Over the last few years, photon counting detectors (PCDs) have made the transition from research lab to clinical prototypes and are on the verge of FDA clearance for commercial computed tomography (CT) scanners. By logging each individual photon into one or more energy bins, such detectors offer significant potential advantages over traditional energy-integrating detectors (EIDs). EIDs simply sum the energy deposited by all the photons interacting during a given sensing interval, making it impossible to distinguish the energy of the individual photons. Worse, the signal is energy-weighted, which overemphasizes the higher-energy photons that typically carry the least tissue contrast information. Finally, this integrated, non-optimally weighted signal is then read out through electronics that contribute additional electronic noise.

By contrast, PCDs attempt to sense the individual pulse created by each interacting photon, comparing it to one or more thresholds to distinguish real events from noise and, in spectral PCDs, to assign photons to one or more energy bins. Such spectral bins allow objects to be decomposed quantitatively into multiple tissue and contrast agent materials, allowing for new kinds of studies such as virtual non—contrast exams, where iodinated contrast agents can be removed computationally from images, obviating the need for a second pre-contrast scan. PCDs have also shown promise for phase X-ray retrieval methods and fast spectroscopic methods.
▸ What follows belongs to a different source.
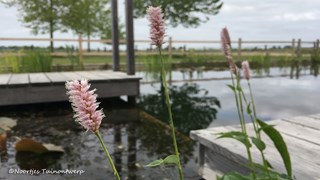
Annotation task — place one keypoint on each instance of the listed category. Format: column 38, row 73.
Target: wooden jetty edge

Despite their promise, PCDs face challenges. At high count rates, the pulses pile up faster than the electronics can process, leading either to dead time or erroneous energy estimates. A common way to reduce the count rate per pixel is to make the pixels smaller, which has led to ultra-high resolution CT, a mode that many clinicians find just as promising as the spectral exams. PCDs also suffer charge sharing between pixels that compromises spectral resolution. These distortions (in particular charge sharing) can be partially corrected with changes in the detector hardware. However, the distortions are coupled with other spectral distortions due to beam hardening, fluorescence from the sensor material, and spectral changes in object scatter. Thus, the benefits of PCDs can be flux dependent and significantly lower than what is theoretically predicted unless accurate correction methods are implemented.

The papers in this JMI special issue span a range of topics of interest in PCD research. Some address fundamental questions about detector operations, such as choosing the number of energy bins in the paper by Taguchi or assessing detectors under pileup conditions in the paper by Leibold et al. Other papers, such as those by Fan et al. and Liu et al., evaluate the use of PCDs in new commercial scanners. A set of papers contributes to algorithmic work in denoising (Chang et al.) or improved spectral correction, optimization, and quantification (Wang et al. and Luna and Das).

Looking forward, papers by DeBrosse et al. and Jadick et al. consider the potential for non-spectral PCDs in comparison with or combination with emerging imaging modalities such as x-ray fluorescence CT and dual energy kilovoltage-megavoltage CT. Finally, Larsson et al. consider the use of PCDs in an important clinical application: estimating proton stopping powers in the context of proton radiotherapy. It seems inevitable that PCDs will soon find widespread use in clinical and industrial imaging and these papers provide a timely snapshot of this exciting transition.